There is that part of the mind that assumes we are immortal, no matter how rational or informed we might be about the real state of the world and our own personal future - absent intervention - of aging, suffering, and death. Organized religion may have its origin in this, coupled with our tendencies towards anthropomorphism and desire for immediate answers to replace unknowns, even if those answers are incorrect. The line of thinking in a prehistoric society runs as follows: if we are immortal, then so are our dead ancestors, and who is moving the sun? These things lead to their natural conclusions.

To what degree is the inner assumption of immortality - in and of itself - something that drives public disinterest in work on rejuvenation biotechnology? I'm not completely convinced that it is important versus, say, the influence of modern religious culture, or the widespread mistaken belief that extending life would mean extending the period of frailty and suffering in old age. But it is a part of the puzzle: why are people so unwilling to help their future selves avoid pain, suffering, and death?

Most studies on immortality or "eternalist" beliefs have focused on people's views of the afterlife. Studies have found that both children and adults believe that bodily needs, such as hunger and thirst, end when people die, but mental capacities, such as thinking or feeling sad, continue in some form. But these afterlife studies leave one critical question unanswered: where do these beliefs come from? Researchers have long suspected that people develop ideas about the afterlife through cultural exposure, like television or movies, or through religious instruction. But perhaps [these] ideas of immortality actually emerge from our intuition.
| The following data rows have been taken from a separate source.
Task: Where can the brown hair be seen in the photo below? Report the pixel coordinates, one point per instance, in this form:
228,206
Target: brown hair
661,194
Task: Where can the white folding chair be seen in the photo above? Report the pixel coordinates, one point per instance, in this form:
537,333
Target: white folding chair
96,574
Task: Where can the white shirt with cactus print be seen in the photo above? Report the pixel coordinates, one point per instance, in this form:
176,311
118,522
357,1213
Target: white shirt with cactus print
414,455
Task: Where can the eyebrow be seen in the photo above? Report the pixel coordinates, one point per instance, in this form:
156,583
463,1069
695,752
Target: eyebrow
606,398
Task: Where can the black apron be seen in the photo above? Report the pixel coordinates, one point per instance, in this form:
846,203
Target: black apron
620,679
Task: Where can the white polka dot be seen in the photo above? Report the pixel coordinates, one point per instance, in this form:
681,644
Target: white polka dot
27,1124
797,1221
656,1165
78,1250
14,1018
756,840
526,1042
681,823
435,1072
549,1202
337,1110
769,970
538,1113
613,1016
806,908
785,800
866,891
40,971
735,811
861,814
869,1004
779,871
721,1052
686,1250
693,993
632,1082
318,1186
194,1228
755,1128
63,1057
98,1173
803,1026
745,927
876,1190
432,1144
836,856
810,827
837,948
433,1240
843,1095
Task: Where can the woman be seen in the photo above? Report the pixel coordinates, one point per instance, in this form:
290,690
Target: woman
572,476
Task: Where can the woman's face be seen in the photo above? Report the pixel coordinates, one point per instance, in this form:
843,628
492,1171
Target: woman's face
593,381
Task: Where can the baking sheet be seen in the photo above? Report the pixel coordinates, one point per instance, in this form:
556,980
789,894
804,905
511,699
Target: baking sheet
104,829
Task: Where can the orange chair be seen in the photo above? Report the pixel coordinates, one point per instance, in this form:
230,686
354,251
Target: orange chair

Just as children learn to talk without formal instruction, maybe they also intuit that part of their mind could exist apart from their body.

[Researchers] interviewed children from an indigenous Shuar village in the Amazon Basin of Ecuador. For comparison, [they] also interviewed children from an urban area near Quito, Ecuador. Both groups gave remarkably similar answers, despite their radically different cultures. The children reasoned that their bodies didn't exist before birth, and that they didn't have the ability to think or remember. However, both groups also said that their emotions and desires existed before they were born. For example, while children generally reported that they didn't have eyes and couldn't see things before birth, they often reported being happy that they would soon meet their mother, or sad that they were apart from their family. "They didn't even realize they were contradicting themselves. Even kids who had biological knowledge about reproduction still seemed to think that they had existed in some sort of eternal form. And that form really seemed to be about emotions and desires."

Why would humans have evolved this seemingly universal belief in the eternal existence of our emotions? [It] might be a by-product of our highly developed social reasoning. "We're really good at figuring out what people are thinking, what their emotions are, what their desires are." We tend to see people as the sum of their mental states, and desires and emotions may be particularly helpful when predicting their behavior. Because this ability is so useful and so powerful, it flows over into other parts of our thinking. We sometimes see connections where potentially none exist, we hope there's a master plan for the universe, we see purpose when there is none, and we imagine that a soul survives without a body.